Some vehicles are exempt: motorcycles, collector cars and government fleet vehicles.
At $10 per vehicle, the tax will bring in an estimated $200,000, which is a small amount considering the costs of road projects. But the $200,000 will be spent on Martin County roads, not used for other state projects.
"It all comes back locally," Peyman noted.
But the dozen or so citizens in attendance were mainly township representatives, who believe they will be the ones getting short-changed.
"How is this going to be split between the cities, the county and the townships?" asked Richard Koons of Manyaska Township.
Commission chairman Elliott Belgard explained that the money is not divided up for different parts of the county, but will go toward county projects, including some small town main streets in dire need of repair.
"The county is in control of the money, and it will go toward county roads," Belgard said. "The logic behind it is that people using the roads are the ones paying the tax. You can't really go anywhere without using a county road."
Another person was concerned that the tax will rise over time. The wheelage tax can be adjusted by 2018, but that would be at the discretion of the county board.
"Right now, it's $10 or nothing," Belgard said. "There is that option in 2018, but it could always be lowered if they choose. Every year, we can come back and review, and decide if we want to drop it, and in 2018, the board at that time can decide if they want to move it up to $20 or down to $5."
John Gibeau of Ceylon spoke at the meeting, noting there are vehicles on the road that will be exempt, while farmers who have numerous vehicles and licensed farm equipment will shoulder the burden.
"I feel you're sticking it to them," he said. "I'd be more in favor of a sales tax because then you are getting everybody."
Commissioners Steven Flohrs and Steve Donnelly spoke out against the new tax. Donnelly believes the board should wait a year to see how such a tax affects other counties, while Flohrs believes the semis that are causing the most damage to local roads should be targeted.
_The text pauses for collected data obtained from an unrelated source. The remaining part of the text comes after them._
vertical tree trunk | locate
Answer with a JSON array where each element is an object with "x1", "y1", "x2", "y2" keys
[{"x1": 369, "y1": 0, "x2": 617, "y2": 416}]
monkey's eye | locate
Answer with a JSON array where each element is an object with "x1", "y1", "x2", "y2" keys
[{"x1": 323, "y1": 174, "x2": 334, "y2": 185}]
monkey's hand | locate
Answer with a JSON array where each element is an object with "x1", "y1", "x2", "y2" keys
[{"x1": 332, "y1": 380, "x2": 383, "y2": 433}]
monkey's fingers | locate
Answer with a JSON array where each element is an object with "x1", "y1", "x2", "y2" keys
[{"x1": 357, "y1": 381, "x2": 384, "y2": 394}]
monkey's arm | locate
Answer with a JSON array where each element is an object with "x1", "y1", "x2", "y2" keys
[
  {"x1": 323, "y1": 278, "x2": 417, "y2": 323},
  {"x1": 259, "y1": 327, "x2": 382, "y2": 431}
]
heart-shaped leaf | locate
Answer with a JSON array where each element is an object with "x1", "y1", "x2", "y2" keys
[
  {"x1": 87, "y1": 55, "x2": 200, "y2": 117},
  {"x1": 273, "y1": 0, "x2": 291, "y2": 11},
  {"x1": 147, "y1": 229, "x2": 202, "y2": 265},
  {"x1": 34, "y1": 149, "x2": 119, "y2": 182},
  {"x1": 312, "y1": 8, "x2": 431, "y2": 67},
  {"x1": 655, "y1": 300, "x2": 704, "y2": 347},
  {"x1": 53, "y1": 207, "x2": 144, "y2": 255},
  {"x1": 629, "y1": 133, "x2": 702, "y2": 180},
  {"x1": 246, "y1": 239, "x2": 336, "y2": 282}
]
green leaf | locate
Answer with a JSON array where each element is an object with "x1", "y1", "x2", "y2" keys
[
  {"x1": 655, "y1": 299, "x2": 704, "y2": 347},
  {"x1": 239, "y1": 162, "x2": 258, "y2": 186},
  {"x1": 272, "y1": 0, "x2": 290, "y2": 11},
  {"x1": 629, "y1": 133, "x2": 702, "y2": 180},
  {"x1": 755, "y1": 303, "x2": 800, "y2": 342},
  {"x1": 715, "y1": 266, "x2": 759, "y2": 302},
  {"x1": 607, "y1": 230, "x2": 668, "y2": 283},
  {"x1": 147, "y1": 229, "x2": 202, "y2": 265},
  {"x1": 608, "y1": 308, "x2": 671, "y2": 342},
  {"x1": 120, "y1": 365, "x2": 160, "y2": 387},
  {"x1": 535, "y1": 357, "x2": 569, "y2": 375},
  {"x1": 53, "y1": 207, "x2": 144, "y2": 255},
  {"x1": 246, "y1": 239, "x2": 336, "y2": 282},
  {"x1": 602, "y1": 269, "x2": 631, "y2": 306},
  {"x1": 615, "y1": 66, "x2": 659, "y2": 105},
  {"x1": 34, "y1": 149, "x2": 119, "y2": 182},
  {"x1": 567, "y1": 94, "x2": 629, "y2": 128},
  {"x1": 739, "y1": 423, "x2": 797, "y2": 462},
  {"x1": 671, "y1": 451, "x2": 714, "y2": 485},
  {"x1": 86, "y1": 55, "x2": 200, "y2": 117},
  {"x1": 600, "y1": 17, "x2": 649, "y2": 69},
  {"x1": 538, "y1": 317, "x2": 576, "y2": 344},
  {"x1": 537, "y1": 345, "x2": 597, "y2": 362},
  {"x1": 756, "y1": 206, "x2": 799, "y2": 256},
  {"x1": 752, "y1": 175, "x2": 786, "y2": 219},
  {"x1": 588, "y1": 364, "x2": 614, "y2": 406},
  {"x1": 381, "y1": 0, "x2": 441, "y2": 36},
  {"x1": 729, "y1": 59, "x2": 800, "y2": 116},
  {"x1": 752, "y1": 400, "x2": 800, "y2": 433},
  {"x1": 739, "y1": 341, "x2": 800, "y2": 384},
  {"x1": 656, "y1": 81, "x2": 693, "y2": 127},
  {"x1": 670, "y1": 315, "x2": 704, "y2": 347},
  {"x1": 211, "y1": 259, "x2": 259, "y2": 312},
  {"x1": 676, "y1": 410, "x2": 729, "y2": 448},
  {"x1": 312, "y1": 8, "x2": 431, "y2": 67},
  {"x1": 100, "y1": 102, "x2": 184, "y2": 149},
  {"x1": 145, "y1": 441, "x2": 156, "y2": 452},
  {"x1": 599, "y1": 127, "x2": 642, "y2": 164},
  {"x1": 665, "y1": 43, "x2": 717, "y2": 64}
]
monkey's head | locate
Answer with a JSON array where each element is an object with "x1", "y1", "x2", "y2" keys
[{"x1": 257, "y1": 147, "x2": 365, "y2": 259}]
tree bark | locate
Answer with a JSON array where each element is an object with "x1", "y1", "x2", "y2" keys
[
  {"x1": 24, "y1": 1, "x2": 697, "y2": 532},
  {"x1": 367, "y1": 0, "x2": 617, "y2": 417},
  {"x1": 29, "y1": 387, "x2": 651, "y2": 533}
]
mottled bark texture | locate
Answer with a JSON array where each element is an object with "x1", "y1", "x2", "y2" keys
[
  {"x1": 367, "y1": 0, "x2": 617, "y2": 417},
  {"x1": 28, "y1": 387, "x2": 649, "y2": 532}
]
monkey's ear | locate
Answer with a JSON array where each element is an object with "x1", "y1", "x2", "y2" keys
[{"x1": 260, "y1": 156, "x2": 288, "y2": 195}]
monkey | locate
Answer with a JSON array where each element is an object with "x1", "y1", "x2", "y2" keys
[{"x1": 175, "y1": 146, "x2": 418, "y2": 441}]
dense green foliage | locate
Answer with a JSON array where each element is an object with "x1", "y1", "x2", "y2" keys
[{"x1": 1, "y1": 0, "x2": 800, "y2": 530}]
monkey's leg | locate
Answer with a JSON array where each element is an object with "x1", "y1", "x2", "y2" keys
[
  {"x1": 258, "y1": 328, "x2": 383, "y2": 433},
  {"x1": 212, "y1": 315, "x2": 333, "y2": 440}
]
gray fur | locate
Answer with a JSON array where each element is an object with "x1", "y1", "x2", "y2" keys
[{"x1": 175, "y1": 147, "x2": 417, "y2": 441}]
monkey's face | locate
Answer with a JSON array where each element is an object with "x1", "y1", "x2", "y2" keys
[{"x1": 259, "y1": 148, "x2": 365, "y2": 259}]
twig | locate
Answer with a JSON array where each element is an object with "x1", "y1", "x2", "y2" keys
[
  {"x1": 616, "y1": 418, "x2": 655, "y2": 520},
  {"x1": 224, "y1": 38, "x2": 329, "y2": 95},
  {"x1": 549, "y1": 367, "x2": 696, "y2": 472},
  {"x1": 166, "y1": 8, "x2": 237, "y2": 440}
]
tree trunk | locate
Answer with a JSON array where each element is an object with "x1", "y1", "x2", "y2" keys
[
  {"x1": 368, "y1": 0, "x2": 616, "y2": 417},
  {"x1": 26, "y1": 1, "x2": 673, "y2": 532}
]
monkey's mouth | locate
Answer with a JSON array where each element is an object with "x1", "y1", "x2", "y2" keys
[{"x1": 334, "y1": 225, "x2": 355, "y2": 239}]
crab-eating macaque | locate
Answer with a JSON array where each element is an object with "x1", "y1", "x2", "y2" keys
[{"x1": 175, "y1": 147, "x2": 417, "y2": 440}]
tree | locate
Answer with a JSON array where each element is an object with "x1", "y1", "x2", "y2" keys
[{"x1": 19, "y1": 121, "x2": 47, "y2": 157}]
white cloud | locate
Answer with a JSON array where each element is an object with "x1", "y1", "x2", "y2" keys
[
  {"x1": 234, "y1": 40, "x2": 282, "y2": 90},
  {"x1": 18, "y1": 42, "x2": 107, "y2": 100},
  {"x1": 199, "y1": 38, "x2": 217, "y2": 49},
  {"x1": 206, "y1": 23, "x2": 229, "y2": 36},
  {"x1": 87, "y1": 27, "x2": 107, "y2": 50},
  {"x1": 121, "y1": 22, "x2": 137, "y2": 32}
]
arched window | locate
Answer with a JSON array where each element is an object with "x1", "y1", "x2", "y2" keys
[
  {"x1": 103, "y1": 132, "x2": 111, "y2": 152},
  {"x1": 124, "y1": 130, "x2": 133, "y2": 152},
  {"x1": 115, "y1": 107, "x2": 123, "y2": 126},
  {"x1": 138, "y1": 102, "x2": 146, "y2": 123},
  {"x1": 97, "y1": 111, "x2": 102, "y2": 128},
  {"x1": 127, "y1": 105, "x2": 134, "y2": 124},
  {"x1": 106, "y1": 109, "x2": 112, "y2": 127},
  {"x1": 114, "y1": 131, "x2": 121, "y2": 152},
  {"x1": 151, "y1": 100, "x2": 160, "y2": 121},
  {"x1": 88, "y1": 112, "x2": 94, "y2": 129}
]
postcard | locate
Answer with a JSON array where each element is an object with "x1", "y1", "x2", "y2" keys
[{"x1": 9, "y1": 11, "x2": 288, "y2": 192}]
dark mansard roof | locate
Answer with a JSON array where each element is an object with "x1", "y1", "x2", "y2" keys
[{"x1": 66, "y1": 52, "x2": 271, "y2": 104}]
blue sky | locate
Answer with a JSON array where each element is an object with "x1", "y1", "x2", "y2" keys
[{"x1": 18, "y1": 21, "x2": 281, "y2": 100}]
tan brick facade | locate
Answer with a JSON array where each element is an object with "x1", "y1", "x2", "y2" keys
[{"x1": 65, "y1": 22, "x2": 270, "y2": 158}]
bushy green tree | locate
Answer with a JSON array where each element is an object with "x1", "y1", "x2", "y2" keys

"There should be some other way," he said. "Once that tax is put on, it'll stay on, it'll never come off ... I think there should be a fee on all the trucks that dump off corn and soybeans. I knew when those ethanol plants were approved, I thought of how were we going to maintain the roads, and that was before I was a commissioner."
Flohrs and Donnelly both voted against the tax, with Schmidtke, Belgard and Steve Pierce voting yes.